- Born: Unknown
- Known for: Street art

= Phlegm (artist) =

British artist

Phlegm is London-based muralist and artist who first developed his illustrations in self-published comics. The name 'Phlegm' came from one of the four temperaments in ancient Greek medicine: blood, yellow bile, black bile, and phlegm. Phlegm was believed to be responsible for an apathetic and unemotional temperament.

==Overview==
Phlegm's work features in the urban landscape, and can mostly be seen in run-down and disused spaces. Phlegm creates surreal illustrations to an untold story, weaving a visual narrative that explores the unreal through creatures from his imagination.

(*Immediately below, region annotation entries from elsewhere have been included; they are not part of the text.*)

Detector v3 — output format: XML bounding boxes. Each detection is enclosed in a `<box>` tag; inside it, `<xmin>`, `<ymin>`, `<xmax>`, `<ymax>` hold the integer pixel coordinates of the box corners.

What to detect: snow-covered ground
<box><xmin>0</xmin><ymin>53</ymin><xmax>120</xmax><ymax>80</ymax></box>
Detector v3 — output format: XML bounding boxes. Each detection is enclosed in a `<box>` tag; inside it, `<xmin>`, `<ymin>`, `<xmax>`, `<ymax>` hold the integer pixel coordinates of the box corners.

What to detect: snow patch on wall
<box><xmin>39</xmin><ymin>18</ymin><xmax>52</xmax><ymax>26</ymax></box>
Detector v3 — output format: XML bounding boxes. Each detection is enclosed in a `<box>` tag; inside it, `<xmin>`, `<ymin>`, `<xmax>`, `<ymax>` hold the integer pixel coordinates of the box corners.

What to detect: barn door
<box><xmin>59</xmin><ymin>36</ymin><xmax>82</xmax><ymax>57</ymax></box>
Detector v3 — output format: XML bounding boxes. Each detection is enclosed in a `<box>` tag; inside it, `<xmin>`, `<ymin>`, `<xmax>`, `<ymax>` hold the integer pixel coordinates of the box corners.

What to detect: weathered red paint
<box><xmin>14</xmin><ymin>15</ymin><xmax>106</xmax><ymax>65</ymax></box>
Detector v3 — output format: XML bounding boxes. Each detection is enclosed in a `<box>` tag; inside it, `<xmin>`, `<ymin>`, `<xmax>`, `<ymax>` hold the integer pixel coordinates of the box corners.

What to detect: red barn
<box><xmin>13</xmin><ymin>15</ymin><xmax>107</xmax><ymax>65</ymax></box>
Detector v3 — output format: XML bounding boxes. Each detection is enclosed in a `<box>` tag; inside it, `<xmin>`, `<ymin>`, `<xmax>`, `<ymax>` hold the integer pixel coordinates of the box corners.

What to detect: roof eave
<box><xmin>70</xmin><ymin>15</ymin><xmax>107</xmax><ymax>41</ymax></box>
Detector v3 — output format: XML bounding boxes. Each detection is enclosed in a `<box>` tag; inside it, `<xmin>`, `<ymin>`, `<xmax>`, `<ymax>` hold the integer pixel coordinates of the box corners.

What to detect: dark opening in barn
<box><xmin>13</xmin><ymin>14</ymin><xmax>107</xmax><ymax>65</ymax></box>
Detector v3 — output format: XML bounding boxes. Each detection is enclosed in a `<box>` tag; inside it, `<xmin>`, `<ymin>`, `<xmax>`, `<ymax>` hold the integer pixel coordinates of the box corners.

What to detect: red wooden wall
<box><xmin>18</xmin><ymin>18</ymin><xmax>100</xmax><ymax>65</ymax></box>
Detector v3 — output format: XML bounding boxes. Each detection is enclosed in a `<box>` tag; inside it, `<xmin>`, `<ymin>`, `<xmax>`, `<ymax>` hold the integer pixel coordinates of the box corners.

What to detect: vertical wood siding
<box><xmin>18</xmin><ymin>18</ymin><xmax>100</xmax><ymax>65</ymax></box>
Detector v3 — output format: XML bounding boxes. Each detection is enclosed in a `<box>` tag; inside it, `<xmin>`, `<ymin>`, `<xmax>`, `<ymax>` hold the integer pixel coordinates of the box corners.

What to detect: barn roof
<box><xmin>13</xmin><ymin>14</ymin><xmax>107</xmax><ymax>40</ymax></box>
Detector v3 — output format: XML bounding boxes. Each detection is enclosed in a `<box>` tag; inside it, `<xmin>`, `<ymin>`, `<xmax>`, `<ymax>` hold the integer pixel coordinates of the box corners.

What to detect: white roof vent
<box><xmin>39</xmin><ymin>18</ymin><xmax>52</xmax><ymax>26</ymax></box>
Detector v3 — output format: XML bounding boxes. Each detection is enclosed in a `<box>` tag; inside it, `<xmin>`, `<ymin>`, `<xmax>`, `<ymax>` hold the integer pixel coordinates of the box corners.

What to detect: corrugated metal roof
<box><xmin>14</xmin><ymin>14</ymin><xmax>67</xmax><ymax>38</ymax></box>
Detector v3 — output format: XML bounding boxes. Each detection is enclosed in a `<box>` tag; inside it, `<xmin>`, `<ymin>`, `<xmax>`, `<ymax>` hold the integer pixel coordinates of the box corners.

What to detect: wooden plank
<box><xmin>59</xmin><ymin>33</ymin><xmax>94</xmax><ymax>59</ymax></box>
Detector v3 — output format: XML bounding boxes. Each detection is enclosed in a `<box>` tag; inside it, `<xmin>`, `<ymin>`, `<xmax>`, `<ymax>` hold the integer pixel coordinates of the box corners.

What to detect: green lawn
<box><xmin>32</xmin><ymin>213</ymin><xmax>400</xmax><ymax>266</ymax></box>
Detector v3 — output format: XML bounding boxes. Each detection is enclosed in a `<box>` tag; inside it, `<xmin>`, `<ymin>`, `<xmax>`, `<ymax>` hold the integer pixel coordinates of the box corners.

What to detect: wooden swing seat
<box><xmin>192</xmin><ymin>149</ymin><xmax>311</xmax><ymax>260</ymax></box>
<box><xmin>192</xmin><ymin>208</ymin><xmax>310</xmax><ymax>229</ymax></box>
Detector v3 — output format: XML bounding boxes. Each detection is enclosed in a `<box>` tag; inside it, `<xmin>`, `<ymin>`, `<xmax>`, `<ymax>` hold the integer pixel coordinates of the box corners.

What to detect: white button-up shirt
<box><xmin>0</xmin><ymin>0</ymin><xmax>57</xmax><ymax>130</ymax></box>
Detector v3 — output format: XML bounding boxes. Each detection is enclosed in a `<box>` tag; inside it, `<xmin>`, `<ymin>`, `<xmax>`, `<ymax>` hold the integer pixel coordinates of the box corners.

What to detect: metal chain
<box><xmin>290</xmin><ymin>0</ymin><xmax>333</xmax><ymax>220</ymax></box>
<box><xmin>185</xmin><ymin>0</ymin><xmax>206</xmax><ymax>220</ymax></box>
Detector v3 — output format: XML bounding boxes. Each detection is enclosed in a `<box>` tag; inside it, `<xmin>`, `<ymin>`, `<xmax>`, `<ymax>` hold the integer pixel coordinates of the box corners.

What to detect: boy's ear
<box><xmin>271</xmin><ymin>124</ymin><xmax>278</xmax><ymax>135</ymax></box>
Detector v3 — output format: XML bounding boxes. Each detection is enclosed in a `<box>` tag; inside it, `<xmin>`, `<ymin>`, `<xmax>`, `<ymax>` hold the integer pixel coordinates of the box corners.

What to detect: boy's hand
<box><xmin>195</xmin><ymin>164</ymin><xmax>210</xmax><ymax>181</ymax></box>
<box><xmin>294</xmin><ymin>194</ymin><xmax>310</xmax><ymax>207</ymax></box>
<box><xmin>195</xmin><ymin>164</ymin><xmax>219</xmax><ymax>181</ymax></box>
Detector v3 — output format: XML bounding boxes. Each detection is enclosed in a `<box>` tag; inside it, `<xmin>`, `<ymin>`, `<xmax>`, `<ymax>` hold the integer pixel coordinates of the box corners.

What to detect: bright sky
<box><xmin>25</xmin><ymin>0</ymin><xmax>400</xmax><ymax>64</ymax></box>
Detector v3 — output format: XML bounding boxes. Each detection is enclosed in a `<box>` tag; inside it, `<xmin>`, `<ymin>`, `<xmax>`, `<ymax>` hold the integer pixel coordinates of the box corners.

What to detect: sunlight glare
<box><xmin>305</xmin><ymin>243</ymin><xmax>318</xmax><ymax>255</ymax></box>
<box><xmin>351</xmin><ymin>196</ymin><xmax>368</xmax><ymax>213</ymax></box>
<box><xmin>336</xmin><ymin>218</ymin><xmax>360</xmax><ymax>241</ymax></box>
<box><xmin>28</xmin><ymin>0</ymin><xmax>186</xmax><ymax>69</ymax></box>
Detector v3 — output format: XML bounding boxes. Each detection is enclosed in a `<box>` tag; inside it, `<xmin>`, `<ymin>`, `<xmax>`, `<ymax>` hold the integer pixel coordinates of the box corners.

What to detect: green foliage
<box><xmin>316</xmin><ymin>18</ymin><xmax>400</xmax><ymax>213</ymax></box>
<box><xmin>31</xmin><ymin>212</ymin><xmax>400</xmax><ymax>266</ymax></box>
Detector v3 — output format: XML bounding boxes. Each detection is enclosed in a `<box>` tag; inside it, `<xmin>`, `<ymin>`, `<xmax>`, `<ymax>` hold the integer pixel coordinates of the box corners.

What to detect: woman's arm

Phlegm's storybook-like imagery is half childlike, half menacing, set in built up Cityscapes with castles, turrets and winding stairways. His work has also appeared in a variety of objects such as airplanes, boats, buildings, vehicles and street art festivals.

==Exhibitions==
Phlegm's first solo show The Bestiary took place at the Howard Griffin Gallery on Shoreditch High Street, London from 1 February to 25 March 2014.

In April 2019 he hosted 'Mausoleum of the Giants' in Sheffield, attracting over 12,000 visitors.

==Murals==
In January 2013, Phlegm painted on the Village Underground wall in London, UK.

In February 2014, Phlegm teamed up with RUN and Christiaan Nagel to paint a soon to be demolished building in London – the Blithehale Medical Centre in Bethnal Green.

In April and May 2014, Phlegm was one of several overseas artists to paint a series of murals in Dunedin, New Zealand as part of that city's Urban art festival. Other artists involved included Italy's Pixel Pancho and Poland's Natalia Rak.

Phlegm was one of around 150 artists to paint murals in the Djerbahood Project in Erriadh, Tunisia, in the summer of 2014.

In April 2015, Phlegm painted a large mural of an octopus on the old Naval Store building in Fremantle, Western Australia.

In August 2016, Phlegm painted what was billed as the world's tallest mural to that time (8 storeys) in Toronto at 1 St. Clair West. Toronto resident Stephanie Bellefleur was his assistant.